SOCIAL - 09/06/2006 


31-03-2006
Maintien des contrats de travail en cours en cas de transfert d'entreprise : précision sur la notion de contrat de travail en cours
Un contrat de travail est considéré comme en cours d'exécution même si au moment du transfert d'entreprise la rémunération du salarié lui est versée de façon temporaire par un régime de garantie de salaire ou d'assurance chômage. Le contrat doit donc être transféré au cessionnaire.
L’article L. 122-12 du code du travail prévoit le maintien des contrats de travail en cours en cas de modification dans la situation juridique de l’employeur. L’arrêt commenté apporte des précisions sur la notion de contrat de travail en cours.
En l’espèce, le 24 août 2000 une société allemande est mise en liquidation judiciaire. La clientèle, le stock et l’actif mobilier sont cédés à une société française le 18 septembre 2000. Par la suite, un salarié met fin à sa relation de travail avec le nouvel employeur en lui imputant la rupture au motif que son contrat de travail s’est poursuivi puis a été modifié.
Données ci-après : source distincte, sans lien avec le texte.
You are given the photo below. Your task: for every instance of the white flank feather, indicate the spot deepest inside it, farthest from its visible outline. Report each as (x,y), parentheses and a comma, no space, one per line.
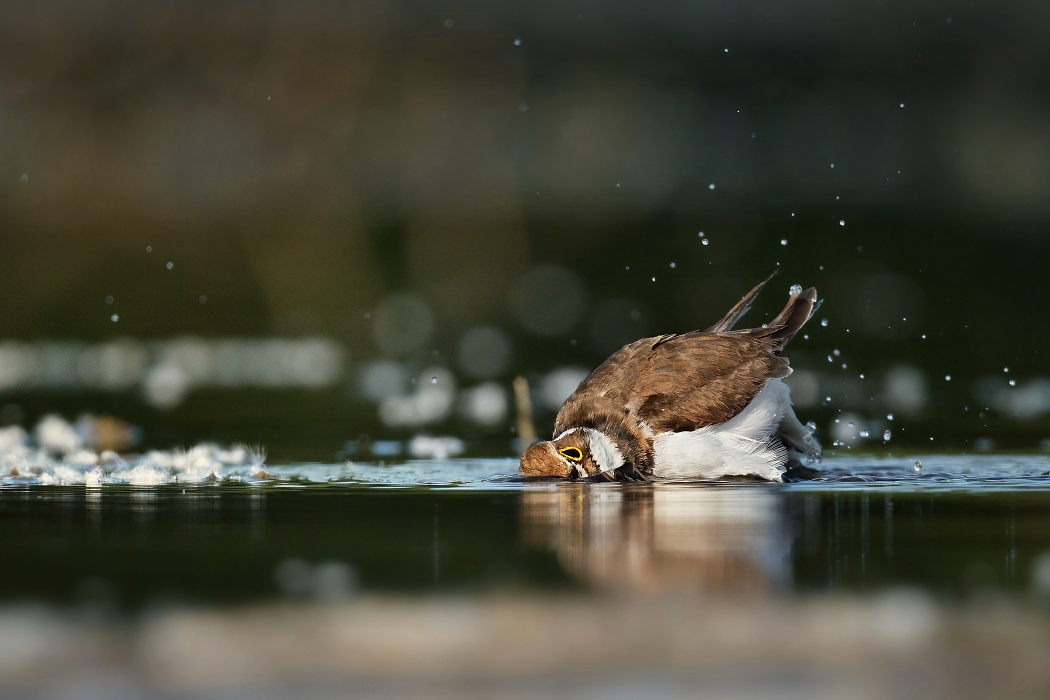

Il saisit alors la juridiction prud’homale.
La cour d’appel estime que le contrat de travail ne s’est pas poursuivi avec le cessionnaire car, à la date de la cession, le salarié n’était plus au service du cédant dès lors qu’il avait été rémunéré par le régime allemand d’assurance-chômage pour la période du 1 er août au 14 septembre 2000.
À tort selon la Cour de cassation qui rappelle que doit être considéré comme transfert entraînant la poursuite des contrats de travail avec le cessionnaire celui d’une entité économique autonome maintenant son identité, entendue comme un ensemble organisé de moyens en vue de la poursuite d’une activité économique. Dès lors, les droits et obligations qui résultent pour le cédant d’un contrat de travail existant à la date du transfert sont, du fait de ce transfert, transférés au cessionnaire.
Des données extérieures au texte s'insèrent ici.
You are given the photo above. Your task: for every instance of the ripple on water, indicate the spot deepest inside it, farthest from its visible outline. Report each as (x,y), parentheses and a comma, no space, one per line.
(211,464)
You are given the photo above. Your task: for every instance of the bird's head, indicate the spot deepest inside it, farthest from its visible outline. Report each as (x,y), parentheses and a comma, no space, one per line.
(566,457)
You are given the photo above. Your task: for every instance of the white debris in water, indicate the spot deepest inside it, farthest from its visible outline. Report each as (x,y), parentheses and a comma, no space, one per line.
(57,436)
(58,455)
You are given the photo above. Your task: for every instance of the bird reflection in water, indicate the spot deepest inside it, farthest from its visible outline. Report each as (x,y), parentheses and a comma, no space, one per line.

Elle estime que le versement de la rémunération du salarié de manière temporaire par un régime de garantie de salaire ou d’assurance-chômage n’entraîne pas la rupture du contrat de travail. Par conséquent, la cour d’appel aurait dû rechercher si la cession de la clientèle, du stock et de l’actif mobilier constituait le transfert d’une entité économique autonome ayant maintenu son identité et entraînant la poursuite de plein droit du contrat de travail avec le cessionnaire.
La Haute juridiction a déjà précisé que la suspension du contrat de travail, notamment à la suite d’un accident du travail, ne fait pas obstacle à l’application de l’article L. 122-12 du code du travail (Cass. soc., 8 févr. 1989, n° 86-10.761, Caisse centrale de prévoyance mutuelle agricole (CCPMA) c/ Dubuc ; Cass. soc., 12 avr. 2005, n° 03-41.806, Sté Aviso intermarché Lyon Vaise c/ Tamisier et a.). De même, en cas de détachement du salarié dans une filiale étrangère lors du transfert dès lors que celui-ci est resté salarié de la première société (Cass. soc., 14 mai 1997, n° 94-41.814, Charrière c/ Faure).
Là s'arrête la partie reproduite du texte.